I lavori sono stati un’occasione in più per riflettere su molti problemi del nostro presente, «sfruttando» cent’anni di esperienze fatte dai veneti in Brasile ed esaminate dai diversi punti di vista della storia sociale, culturale ed economica. Il tema è stato affrontato, in chiave più attualizzante, da una tavola rotonda inaugurale su Migranti, immigrati e processi d’integrazione tra storia e attualità, con quattro esperti come l’ambasciatore Adriano Benedetti, il vescovo Agostino Marchetto, già segretario del Pontificio consiglio della pastorale per i migranti e gli itineranti, il filosofo della scienza Telmo Pievani e l’editorialista di Repubblica Ilvo Diamanti. Pure dai loro rilievi sono riemerse le ragioni profonde di un interessamento per le dinamiche emigratorie del passato che gli storici devono continuare a mantenere vivo, pur nella acclarata indifferenza delle classi di governo e della stessa opinione pubblica.
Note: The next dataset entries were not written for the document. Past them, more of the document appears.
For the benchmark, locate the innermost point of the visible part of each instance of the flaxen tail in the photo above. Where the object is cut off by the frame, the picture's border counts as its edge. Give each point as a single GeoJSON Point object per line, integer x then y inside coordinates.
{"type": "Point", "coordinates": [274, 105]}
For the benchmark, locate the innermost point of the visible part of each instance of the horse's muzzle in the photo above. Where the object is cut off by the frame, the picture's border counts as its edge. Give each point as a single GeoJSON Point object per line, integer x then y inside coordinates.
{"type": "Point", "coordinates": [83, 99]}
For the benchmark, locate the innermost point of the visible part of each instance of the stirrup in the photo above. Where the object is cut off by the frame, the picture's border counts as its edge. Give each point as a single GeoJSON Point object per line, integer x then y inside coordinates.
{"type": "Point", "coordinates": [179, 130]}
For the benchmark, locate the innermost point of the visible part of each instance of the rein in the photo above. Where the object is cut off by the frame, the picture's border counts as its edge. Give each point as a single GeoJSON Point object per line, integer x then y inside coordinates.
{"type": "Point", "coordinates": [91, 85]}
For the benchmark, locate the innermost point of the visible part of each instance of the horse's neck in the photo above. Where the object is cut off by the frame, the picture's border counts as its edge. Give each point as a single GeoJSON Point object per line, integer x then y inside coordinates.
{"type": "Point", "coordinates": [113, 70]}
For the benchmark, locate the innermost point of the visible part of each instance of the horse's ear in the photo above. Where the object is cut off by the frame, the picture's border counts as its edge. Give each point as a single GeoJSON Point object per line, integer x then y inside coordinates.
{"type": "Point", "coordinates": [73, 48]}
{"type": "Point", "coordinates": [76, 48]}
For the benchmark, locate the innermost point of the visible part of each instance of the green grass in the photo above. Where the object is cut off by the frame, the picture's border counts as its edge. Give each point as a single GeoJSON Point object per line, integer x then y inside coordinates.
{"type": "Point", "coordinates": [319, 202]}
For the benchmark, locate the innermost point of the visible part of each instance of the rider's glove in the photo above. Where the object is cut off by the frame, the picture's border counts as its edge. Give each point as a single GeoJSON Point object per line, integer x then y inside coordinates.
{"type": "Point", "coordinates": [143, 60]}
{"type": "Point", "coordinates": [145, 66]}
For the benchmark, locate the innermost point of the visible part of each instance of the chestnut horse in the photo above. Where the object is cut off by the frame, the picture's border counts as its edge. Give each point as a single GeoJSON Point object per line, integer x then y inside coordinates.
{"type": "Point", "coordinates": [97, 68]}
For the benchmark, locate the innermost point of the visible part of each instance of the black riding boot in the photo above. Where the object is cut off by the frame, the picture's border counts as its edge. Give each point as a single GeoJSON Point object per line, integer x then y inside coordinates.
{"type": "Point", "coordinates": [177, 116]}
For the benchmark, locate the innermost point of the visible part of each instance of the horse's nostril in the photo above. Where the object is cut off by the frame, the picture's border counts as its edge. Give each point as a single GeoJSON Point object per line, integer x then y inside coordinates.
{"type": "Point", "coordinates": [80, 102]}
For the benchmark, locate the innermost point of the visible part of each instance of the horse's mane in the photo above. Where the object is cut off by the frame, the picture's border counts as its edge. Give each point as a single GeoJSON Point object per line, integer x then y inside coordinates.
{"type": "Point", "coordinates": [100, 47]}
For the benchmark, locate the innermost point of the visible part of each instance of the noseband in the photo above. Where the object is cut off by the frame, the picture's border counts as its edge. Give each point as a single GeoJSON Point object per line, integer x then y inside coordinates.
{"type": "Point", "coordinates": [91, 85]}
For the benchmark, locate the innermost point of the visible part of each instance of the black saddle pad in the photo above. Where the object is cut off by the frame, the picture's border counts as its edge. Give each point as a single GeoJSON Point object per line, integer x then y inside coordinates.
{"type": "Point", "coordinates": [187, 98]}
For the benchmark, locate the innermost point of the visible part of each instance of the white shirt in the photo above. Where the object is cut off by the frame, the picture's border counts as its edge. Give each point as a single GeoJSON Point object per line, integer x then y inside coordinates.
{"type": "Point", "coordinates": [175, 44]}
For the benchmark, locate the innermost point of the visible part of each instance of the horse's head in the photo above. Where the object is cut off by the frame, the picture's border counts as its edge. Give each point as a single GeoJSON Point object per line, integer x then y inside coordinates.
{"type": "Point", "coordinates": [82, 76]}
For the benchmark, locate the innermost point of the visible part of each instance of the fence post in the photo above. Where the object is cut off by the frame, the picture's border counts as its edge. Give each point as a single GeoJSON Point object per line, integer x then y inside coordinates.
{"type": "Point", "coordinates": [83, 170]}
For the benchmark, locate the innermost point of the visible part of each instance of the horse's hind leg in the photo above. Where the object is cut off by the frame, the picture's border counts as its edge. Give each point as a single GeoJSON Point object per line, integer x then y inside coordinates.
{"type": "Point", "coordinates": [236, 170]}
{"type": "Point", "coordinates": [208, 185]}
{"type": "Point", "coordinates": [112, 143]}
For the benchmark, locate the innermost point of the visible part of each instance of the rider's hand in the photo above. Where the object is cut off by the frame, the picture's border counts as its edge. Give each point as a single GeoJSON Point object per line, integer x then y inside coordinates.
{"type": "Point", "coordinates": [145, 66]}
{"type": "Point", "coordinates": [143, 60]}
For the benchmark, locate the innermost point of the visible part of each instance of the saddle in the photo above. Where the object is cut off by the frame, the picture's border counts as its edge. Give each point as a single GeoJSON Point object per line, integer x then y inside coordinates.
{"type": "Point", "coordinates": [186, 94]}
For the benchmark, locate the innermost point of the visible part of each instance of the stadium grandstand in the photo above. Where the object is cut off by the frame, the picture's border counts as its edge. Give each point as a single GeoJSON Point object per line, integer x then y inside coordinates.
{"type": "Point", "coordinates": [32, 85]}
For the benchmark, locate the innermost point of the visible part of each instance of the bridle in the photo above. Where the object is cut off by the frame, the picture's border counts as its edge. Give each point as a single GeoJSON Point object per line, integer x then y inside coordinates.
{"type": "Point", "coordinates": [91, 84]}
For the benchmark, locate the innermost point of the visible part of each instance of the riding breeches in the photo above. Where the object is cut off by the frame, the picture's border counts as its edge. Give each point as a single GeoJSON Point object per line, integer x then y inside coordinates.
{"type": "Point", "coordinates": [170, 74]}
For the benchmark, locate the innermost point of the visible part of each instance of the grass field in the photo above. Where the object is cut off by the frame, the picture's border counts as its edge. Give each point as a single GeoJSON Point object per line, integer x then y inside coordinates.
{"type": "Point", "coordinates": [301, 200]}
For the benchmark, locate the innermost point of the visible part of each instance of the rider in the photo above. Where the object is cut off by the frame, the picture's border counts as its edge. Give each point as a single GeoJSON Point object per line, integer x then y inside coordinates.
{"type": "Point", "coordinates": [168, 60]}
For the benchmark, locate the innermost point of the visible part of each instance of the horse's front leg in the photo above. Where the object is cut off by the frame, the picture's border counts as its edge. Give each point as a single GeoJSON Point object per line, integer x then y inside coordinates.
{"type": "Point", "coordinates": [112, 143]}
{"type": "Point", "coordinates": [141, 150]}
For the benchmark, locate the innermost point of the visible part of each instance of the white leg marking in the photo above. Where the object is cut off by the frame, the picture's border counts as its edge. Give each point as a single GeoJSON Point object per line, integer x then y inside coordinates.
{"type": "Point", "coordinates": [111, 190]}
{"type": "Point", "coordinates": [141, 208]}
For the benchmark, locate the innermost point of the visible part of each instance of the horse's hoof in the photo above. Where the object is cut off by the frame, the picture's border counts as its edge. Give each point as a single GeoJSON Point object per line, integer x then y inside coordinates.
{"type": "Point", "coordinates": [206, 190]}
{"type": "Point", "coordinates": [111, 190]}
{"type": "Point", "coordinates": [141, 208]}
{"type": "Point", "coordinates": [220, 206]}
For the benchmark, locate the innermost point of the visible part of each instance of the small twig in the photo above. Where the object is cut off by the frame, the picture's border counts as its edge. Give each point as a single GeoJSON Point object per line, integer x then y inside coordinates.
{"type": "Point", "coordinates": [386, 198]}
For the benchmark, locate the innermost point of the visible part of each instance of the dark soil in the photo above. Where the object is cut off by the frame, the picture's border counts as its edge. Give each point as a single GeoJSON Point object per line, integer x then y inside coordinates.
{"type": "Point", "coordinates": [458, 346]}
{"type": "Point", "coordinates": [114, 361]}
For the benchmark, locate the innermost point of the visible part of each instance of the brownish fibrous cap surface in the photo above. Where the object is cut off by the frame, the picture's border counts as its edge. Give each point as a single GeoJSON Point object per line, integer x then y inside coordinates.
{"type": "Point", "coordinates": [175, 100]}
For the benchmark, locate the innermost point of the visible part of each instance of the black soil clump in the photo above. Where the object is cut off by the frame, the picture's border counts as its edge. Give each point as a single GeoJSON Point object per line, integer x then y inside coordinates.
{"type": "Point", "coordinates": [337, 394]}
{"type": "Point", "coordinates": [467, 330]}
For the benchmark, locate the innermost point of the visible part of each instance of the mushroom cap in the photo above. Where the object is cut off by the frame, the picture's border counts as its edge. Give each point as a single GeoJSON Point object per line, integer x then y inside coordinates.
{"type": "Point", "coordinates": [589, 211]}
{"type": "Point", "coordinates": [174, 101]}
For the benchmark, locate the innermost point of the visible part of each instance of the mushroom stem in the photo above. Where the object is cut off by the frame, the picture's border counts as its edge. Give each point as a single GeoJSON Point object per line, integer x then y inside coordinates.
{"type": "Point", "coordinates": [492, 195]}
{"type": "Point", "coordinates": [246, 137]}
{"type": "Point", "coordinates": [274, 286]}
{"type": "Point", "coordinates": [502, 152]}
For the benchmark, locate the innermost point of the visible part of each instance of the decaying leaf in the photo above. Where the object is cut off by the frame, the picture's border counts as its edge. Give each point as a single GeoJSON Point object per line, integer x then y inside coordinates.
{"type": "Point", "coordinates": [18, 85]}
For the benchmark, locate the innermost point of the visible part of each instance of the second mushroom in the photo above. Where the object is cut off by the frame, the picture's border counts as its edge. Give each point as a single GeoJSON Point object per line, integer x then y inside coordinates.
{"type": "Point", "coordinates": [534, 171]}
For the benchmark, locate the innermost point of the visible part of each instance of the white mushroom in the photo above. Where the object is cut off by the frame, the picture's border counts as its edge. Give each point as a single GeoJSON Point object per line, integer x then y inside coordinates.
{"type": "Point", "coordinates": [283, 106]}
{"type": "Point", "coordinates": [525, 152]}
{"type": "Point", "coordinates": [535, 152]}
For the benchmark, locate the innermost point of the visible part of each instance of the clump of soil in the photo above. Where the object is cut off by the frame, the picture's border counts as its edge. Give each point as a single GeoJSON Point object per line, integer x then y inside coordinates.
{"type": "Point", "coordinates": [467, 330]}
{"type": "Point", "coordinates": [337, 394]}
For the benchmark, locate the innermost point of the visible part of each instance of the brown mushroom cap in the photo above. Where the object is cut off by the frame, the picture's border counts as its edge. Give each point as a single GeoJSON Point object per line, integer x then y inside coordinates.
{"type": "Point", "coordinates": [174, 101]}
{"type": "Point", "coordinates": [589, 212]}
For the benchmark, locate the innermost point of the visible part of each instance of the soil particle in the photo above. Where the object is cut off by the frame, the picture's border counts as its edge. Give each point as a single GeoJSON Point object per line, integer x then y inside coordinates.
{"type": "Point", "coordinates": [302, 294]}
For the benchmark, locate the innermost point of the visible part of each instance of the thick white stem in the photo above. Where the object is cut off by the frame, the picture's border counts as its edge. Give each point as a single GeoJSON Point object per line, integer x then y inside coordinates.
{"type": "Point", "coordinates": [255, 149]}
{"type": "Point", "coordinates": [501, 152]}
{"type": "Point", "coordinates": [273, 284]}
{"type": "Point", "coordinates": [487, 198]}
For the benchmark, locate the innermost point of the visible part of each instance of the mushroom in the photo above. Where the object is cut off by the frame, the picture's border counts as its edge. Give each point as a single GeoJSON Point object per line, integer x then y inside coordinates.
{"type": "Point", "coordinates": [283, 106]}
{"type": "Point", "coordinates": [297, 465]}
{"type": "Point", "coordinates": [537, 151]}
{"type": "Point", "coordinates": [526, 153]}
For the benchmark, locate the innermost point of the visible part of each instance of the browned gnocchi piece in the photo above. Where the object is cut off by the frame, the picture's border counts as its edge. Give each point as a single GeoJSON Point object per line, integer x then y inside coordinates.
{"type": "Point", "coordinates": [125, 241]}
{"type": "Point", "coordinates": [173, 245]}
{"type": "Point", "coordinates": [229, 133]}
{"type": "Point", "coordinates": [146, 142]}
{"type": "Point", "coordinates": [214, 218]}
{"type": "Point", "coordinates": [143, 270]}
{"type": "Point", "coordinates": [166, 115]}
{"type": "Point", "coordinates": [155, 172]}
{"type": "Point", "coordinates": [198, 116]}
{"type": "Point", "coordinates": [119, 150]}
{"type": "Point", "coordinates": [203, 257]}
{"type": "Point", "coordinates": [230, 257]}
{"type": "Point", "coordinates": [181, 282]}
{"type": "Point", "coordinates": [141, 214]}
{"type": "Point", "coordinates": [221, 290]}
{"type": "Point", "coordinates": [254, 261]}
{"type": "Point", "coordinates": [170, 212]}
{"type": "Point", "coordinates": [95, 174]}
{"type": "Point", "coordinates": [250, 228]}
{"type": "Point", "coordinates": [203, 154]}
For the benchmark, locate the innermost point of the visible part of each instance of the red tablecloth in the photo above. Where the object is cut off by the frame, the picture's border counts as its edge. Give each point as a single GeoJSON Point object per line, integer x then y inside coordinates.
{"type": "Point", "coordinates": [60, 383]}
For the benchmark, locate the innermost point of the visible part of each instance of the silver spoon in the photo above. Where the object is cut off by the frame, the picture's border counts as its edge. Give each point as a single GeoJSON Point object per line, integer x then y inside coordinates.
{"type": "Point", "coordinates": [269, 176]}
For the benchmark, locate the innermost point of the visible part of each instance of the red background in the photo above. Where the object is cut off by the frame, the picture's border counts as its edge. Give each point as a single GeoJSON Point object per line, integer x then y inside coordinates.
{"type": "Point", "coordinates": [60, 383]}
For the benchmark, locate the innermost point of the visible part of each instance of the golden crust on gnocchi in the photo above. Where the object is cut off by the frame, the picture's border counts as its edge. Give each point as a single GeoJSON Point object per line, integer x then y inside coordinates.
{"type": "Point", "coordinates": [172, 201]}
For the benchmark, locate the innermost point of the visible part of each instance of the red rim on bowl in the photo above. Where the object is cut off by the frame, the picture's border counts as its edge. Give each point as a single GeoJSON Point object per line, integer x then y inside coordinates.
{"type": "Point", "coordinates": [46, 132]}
Tutto il convegno, d’altronde, ha puntato a farlo, descrivendo e commentando alcune delle parabole di quasi mezzo milione di veneti espatriati fra il 1876 e la vigilia della grande guerra nel sud del Brasile e in altri Stati. Tra le esperienze culturali, associative e politiche che essi fecero, fermo restando che la maggior parte rimase per sempre in America (mentre almeno un terzo rimpatriò), sulla scorta delle relazioni si può dire che siano rintracciabili le prove di una difficile, ma infine riuscita convivenza ovvero della possibilità che, a certe condizioni, fu data agli immigrati di conseguirla. L’integrazione vi fu, ma venne pagata a caro prezzo, come dimostra la storia dei figli e dei nipoti dei primi immigrati sulla quale si sono soffermati, pour cause, tutti gli storici brasiliani intervenuti. Essi hanno parlato infatti tanto dei veneti quanto e ancor più dei veneto-discendenti a contatto con i fascismi degli anni trenta, in un clima di acceso nazionalismo e alle prese con le discriminazioni imposte dal Brasile di Getulio Vargas. Ne derivarono danni, fra cui la proibizione dell’uso delle parlate nazionali o dialettali e la cancellazione dei nomi etnici di quasi tutte le località fondate a maggioranza dai veneti (come successe anche a quelle costituite dai tedeschi). Fece eccezione la città gaúcha di Garibaldi, che mantenne la sua denominazione originaria in onore della rivoluzione federalista e autonomista dei «farrapos» alla quale il Generale nizzardo aveva fornito il proprio braccio fra il 1837 e il 1840. Garibaldi ignorava che proprio lì, quasi quarant'anni dopo, avrebbero cominciato ad arrivare le avanguardie contadine di una emigrazione di massa che tra il 1876 e il 1914 condusse quasi mezzo milione di veneti in un Brasile passato dalla monarchia alla repubblica, dopo l'abolizione della schiavitù, nel 1889. Da là, ancor oggi, ritornano talvolta in Italia alcuni loro discendenti, magari per motivi di lavoro. I più famosi rimangono i calciatori come, per citare solo i più recenti dopo Josè Altafini (la cui famiglia era di Giacciano con Barucchella nel cuore del Polesine), Jorginho, nome di battaglia di Jorge Luis Frello, che ha il passaporto italiano grazie a un trisnonno di Lusiana sull’Altipiano di Asiago, ed Eder, santacatarinense di nascita, ma col bisnonno, Battista Righetto, nato alle Nove di Bassano, naturalmente sul finire dell’Ottocento.